Summary
In Gauld v. Board of Supervisors, an application had been made to the board of supervisors for a telephone franchise, and certain proceedings had been taken under the statute toward the granting of such franchise, but none had been granted.
Summary of this case from Holabird v. Railroad Commission of State of CaliforniaOpinion
Department One
APPEAL from a judgment of the Superior Court of the City and County of San Francisco, sustaining a demurrer to an application for a writ of review. J. M. Seawell, Judge.
COUNSEL:
Woods & Levinsky, for Appellant.
Harry T. Creswell, City and County Attorney, for Respondent Board of Supervisors.
Robert A. Friedrich, and Crittenden & Van Wyck, for Respondent, People's Mutual Telephone Company.

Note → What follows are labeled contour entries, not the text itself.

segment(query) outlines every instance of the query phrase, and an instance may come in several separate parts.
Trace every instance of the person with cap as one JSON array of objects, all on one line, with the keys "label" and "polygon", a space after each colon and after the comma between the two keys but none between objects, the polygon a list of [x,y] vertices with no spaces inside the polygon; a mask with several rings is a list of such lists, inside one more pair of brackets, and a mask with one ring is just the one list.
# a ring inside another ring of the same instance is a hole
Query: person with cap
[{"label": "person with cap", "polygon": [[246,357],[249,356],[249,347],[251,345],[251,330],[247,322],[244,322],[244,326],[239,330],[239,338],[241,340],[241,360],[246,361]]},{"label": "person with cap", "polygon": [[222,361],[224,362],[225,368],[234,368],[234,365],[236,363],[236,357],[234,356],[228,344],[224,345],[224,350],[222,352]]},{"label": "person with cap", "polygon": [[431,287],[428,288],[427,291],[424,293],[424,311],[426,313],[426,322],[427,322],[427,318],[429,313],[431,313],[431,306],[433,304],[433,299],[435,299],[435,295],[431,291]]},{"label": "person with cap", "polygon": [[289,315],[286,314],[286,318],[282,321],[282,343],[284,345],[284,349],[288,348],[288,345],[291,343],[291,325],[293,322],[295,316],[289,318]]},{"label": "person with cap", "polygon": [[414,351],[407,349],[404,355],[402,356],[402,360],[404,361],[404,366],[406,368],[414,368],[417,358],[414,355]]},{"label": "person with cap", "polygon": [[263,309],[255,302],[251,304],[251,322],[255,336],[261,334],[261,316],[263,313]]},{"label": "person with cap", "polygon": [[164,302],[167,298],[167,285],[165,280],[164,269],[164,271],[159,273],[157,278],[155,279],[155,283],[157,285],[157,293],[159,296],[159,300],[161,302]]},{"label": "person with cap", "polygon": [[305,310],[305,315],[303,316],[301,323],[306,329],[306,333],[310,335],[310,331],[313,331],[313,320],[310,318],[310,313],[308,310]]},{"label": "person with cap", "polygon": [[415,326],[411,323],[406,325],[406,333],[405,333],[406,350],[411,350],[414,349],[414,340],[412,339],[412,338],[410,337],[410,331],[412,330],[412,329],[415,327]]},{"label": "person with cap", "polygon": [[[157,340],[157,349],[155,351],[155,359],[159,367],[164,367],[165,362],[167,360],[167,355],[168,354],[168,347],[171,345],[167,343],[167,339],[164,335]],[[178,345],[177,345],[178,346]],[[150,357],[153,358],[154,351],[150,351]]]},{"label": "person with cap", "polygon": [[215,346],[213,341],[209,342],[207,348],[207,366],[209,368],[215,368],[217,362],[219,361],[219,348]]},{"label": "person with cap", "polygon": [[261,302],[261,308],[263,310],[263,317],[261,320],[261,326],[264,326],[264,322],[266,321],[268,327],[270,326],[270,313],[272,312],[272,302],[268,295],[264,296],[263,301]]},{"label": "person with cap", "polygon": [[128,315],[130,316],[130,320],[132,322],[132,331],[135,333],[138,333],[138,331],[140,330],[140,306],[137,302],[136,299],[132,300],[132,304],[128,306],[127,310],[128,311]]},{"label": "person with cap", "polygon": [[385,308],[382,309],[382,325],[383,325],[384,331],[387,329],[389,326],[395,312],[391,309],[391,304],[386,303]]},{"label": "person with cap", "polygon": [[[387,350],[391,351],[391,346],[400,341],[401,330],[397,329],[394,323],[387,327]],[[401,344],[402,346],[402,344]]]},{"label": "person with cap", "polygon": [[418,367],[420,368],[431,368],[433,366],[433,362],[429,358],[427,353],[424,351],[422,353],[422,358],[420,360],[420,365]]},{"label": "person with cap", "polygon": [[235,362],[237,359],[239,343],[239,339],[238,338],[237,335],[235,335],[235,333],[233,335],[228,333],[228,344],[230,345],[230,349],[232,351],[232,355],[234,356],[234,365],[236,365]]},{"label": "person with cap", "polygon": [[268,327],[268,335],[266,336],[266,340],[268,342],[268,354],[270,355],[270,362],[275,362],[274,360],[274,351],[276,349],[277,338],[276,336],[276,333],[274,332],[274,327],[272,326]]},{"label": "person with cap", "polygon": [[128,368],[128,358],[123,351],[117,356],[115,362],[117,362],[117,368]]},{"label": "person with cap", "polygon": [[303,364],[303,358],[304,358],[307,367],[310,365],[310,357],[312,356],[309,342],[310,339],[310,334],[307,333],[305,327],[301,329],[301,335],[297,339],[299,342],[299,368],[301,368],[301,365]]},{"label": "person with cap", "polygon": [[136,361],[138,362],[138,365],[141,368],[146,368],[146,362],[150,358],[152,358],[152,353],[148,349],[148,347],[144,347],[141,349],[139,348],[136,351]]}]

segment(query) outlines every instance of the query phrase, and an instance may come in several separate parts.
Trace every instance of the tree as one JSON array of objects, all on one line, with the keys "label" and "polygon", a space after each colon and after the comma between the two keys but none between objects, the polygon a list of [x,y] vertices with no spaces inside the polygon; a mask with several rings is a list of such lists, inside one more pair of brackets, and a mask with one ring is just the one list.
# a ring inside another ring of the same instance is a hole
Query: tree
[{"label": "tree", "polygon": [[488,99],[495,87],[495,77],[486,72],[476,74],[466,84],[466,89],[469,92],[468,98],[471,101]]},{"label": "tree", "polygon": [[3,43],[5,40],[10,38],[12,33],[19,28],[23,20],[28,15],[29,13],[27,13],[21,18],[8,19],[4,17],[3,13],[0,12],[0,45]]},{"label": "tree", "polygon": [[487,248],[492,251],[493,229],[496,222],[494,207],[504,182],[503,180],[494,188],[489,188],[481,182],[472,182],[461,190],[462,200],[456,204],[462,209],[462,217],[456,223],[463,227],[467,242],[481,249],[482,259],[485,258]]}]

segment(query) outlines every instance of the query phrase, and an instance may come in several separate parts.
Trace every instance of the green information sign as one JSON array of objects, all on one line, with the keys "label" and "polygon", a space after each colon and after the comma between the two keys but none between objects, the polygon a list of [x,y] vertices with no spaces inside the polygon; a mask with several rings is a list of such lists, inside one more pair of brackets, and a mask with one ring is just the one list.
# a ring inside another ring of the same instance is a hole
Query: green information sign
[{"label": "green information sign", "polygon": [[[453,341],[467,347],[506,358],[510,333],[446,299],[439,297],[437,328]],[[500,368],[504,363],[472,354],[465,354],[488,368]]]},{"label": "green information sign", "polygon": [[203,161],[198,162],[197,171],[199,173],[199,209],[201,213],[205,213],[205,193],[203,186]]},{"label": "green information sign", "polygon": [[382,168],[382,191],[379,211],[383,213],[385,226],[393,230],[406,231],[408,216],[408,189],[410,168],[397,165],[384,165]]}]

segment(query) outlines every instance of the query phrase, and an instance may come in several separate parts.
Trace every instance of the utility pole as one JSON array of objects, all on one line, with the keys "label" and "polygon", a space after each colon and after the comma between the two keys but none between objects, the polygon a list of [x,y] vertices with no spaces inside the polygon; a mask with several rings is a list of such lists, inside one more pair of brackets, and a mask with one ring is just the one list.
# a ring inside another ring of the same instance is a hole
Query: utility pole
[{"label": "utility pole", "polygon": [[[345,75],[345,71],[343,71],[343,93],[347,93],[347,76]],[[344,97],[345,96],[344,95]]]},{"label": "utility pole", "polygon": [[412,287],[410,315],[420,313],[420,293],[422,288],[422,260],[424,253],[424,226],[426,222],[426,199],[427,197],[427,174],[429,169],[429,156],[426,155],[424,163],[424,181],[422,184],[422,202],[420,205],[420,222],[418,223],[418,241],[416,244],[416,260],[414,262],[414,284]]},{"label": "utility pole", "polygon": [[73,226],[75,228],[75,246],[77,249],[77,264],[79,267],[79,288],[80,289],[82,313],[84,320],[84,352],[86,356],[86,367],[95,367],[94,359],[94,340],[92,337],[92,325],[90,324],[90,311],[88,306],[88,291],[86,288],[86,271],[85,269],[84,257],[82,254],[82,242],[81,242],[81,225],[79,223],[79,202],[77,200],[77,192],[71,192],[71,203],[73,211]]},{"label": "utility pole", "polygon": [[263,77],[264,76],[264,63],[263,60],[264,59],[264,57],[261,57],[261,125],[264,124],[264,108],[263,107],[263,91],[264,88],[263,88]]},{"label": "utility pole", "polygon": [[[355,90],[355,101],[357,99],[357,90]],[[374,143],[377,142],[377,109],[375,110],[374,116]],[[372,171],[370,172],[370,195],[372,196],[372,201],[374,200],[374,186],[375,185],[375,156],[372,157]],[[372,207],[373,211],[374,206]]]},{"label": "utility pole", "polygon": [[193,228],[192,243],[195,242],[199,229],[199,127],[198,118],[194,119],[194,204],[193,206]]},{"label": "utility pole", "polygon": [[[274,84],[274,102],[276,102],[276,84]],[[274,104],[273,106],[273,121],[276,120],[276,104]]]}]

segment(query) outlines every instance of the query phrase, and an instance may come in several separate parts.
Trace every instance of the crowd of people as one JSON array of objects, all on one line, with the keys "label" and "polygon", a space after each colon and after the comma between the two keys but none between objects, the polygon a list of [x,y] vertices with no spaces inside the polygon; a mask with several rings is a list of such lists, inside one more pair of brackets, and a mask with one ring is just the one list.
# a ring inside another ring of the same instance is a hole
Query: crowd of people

JUDGES: Garoutte, J. Harrison, J., and Van Fleet, J., concurred.
OPINION
GAROUTTE, Judge
[54 P. 273] The present litigation was inaugurated upon application for a writ of review to annul the proceedings of the board of supervisors of the city and county of San Francisco, looking toward the future granting of a franchise for the conduct of the telephone business. A demurrer was sustained to the petition of Gauld, and the case is now before the court upon the sufficiency of the facts set forth in that petition to justify the issuance of the writ. The sufficiency of the petition is attacked from many points, and we need notice but a single one. At the time this proceeding was inaugurated no franchise had been granted by the board of supervisors. The matter was in fieri. No final action of the board had been had, and for this reason certiorari was not the remedy. The office of this writ is in no sense that of a restraining order. It is not the purpose of the writ to restrain or prohibit, but to annul. And until the proceedings of the inferior tribunal or board have culminated in a final order there is nothing to annul. Conceding, for present purposes only, that the writ of review would lie to annul an order of the board of supervisors granting a franchise, we have no such case here, for no franchise had been granted when the application was filed, and it necessarily follows the application for the writ is premature. There is an abundance of authority in this state supporting these views. (Wilson v. Board of Supervisors , 3 Cal. 386; People v. County Judge , 40 Cal. 480; Lamb v. Schottler , 54 Cal. 321; Sayers v. Superior Court , 84 Cal. 645.)
For the foregoing reasons the judgment is affirmed.